Categoria: Gestione · Lettura 11 min · Aggiornato il 2026-08-21 · di Florin Andriciuc
In sintesi
- Il margine di commessa si calcola come (ricavo della commessa − tutti i costi diretti) ÷ ricavo, e va misurato a lavoro chiuso, non sul preventivo emesso.
- I costi che fanno sparire il margine non sono i materiali: sono i rientri in cantiere, le ore non preventivate, i trasporti extra e le contestazioni finali.
- Un preventivo che esce con il 25% di margine teorico chiude spesso tra il 10% e il 15% reale: la differenza è tutta nella fase di posa e nel post-vendita.
- Il margine minimo è il numero sotto cui non firmi: si calcola dai costi fissi mensili divisi per il fatturato atteso, e va deciso prima della trattativa, non durante.
- Uno sconto del 10% su un lavoro con il 25% di margine non ti costa il 10%: ti costa il 40% del guadagno di quella commessa.
Come si calcola il margine di una commessa in edilizia
Il margine di una commessa edile si calcola così: (ricavo della commessa − tutti i costi diretti) ÷ ricavo × 100. I costi diretti sono materiali, manodopera di posa, trasporti, noleggi, subappalti e ogni ora di rientro in cantiere legata a quel lavoro. Il calcolo va fatto a commessa chiusa, non sul preventivo emesso: è lì che si vede la differenza tra quello che pensavi di guadagnare e quello che è rimasto davvero.

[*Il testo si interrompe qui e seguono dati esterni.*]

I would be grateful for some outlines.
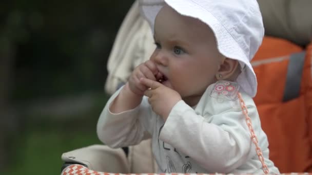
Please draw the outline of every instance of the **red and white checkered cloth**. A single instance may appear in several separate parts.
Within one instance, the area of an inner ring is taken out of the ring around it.
[[[210,174],[214,175],[221,175],[223,174],[215,173]],[[247,174],[244,174],[246,175]],[[309,173],[291,173],[281,174],[284,175],[312,175]],[[65,168],[61,173],[61,175],[210,175],[208,174],[183,174],[183,173],[142,173],[142,174],[121,174],[114,173],[108,173],[104,172],[98,172],[89,169],[88,168],[79,164],[73,164]]]

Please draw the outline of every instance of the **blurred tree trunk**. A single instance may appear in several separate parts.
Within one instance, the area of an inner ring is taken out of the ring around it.
[[[2,38],[3,39],[3,38]],[[10,42],[0,43],[0,172],[8,162],[7,147],[10,132],[12,129],[12,106],[10,103],[11,89],[13,82],[14,52]]]

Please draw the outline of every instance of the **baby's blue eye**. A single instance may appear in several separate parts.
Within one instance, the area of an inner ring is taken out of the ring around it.
[[[156,45],[156,49],[161,49],[162,48],[159,43],[155,42],[154,43]]]
[[[177,55],[180,55],[184,53],[185,52],[180,47],[175,46],[173,48],[173,52]]]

Da imprenditore a imprenditore: il problema non è che non sai fare i conti. È che li fai una volta sola, all'inizio, quando emetti il preventivo — e poi non li rifai mai più. Il preventivo dice 25% di margine. La commessa, sei mesi dopo, ne ha lasciati 11. E nessuno se ne accorge, perché il fatturato è cresciuto.
Questo articolo è il pezzo che manca prima di imparare a non fare sconti: non puoi difendere un prezzo se non sai quanto ti serve guadagnarci.
Perché il margine che credi di avere non è quello reale
Quando prepari un preventivo, calcoli i costi che conosci: le finestre dal fornitore, le giornate di posa previste, il trasporto. Su quella base metti il tuo ricarico e ottieni un numero che ti sembra sano.
Poi la commessa parte, e succede la realtà:
- Il muratore trova un vano fuori squadra e servono due ore in più a finestra.
- Manca un pezzo, si torna in cantiere una terza volta.
- Il cliente cambia idea sul colore di due persiane a ordine già partito.
- La consegna slitta e il ponteggio resta montato dieci giorni in più.
- A fine lavoro c'è una contestazione su un davanzale e regali la sostituzione.
Nessuna di queste voci era nel preventivo. Tutte, però, sono costi di quella commessa. Se non le riporti indietro sul lavoro che le ha generate, il margine reale non lo vedrai mai: si scioglie nel calderone del bilancio annuale, dove diventa "un anno un po' più difficile".
I costi che spariscono dal preventivo
Sono sempre gli stessi, in ogni impresa che ho visto:
- Le ore di rientro. Il secondo e il terzo viaggio in cantiere non sono mai preventivati e valgono facilmente il 3-5% della commessa.
- Il tempo tuo. Sopralluogo, preventivo, telefonate, gestione del cliente difficile: se non ti conteggi, il margine è gonfiato di quanto vale il tuo tempo.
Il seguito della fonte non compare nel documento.